The focus will be on fixes this Wednesday when the U.S. General Services Administration (GSA) unveils its list of the top 20 Internet security vulnerabilities to a gathering of government chief information officers (CIO) and IT professionals. The meeting, which is to be held Wednesday at the offices of the GSA in Washington, is expected to be attended by around 350 people, most from within the ranks of the government IT community.
This is the third year that the list has been released to the public. Compiled by the nonprofit SANS (Sysadmin, Audit, Network, Security) Institute Inc. and the U.S. Federal Bureau of Investigation's (FBI) National Infrastructure Protection Center (NIPC), the list is intended to raise awareness of serious computer vulnerabilities and provide IT administrators with a way to prioritize vulnerabilities, encouraging them to patch the most dangerous holes in their computer infrastructure.
Past lists have been segmented into three categories: general vulnerabilities, Windows vulnerabilities and Unix vulnerabilities. Security vulnerabilities that made previous editions of the list have ranged from very broad issues such as the failure to maintain complete system backups, to very specific platform and product vulnerabilities such as programming flaws in the Remote Data Services (RDS) component of Microsoft Corp.'s Internet Information Server.
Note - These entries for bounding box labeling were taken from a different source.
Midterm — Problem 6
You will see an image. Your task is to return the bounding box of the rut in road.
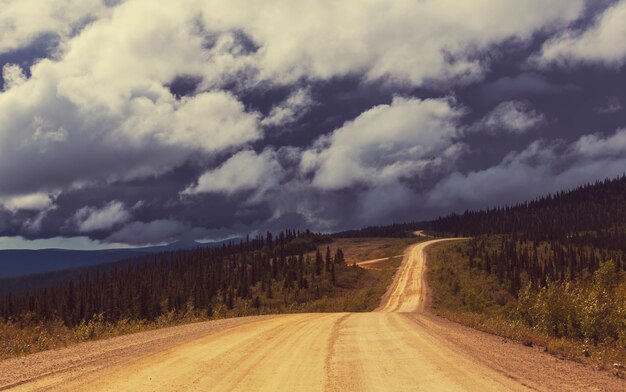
[4,240,568,391]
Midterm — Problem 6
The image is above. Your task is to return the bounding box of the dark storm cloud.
[0,0,626,245]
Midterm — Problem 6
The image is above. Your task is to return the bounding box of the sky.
[0,0,626,249]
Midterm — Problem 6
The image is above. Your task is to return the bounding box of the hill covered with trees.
[431,176,626,361]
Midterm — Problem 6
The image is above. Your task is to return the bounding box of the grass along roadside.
[0,238,406,359]
[427,242,626,376]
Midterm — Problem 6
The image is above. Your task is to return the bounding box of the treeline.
[432,176,626,350]
[0,230,347,327]
[464,233,626,296]
[431,176,626,241]
[432,176,626,296]
[332,222,428,238]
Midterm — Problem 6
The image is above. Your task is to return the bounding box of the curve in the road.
[16,240,526,392]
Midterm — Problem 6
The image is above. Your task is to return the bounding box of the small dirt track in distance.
[0,240,624,391]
Unlike past years, however, this year's conference will do more than just raise red flags. Underscoring the Bush administration's stated desire to enlist the private sector in the job of securing the nation's IT infrastructure, representatives from leading network vulnerability assessment companies such as Qualys Inc., Foundstone Inc. and Internet Security Systems Inc. will be on hand at the GSA conference to unveil a list of specific tools and services their companies offer that can detect and remove many of the leading common vulnerabilities and exposures -- or CVEs -- on this year's list, according to a source involved in planning the event.
Those companies, as well as others, have worked closely with the SANS Institute and agencies within the government over the past four months to compile the list, according to the source.
Apart from the announcements about vulnerabilities, the conference will highlight NASA's program to thwart Internet attacks on their network of over 120,000 machines, according to the source. That program relies on sharing information about vulnerabilities and attacks between different IT groups within an organization, creating a transparent and competitive environment in which IT managers are judged by the security of their systems.
The GSA is expected to hold up the NASA's program as a model which other government agencies and private companies could use to reduce the number of attacks on their own systems.
Also at the conference, the GSA will announce an initiative to expand the government's Safeguard program to help audit the government's own systems for common vulnerabilities, according to a press release from the GSA dated Sept. 30, 2002.
The Safeguard program is run by the Center for Information Security Services (CISS) and provides professional services and products to agencies of the federal government to help protect those agencies against potential threats.
Although targeted at IT professionals working within the federal government, the yearly announcement of the 20 top Internet vulnerabilities from the FBI and SANS is recognized by many within the security industry as a benchmark of sorts -- a list of vulnerabilities, many of them targeted by high-profile worms or viruses such as Code Red and this year's Slapper, that must be addressed for a Web site or corporate network to be considered secure.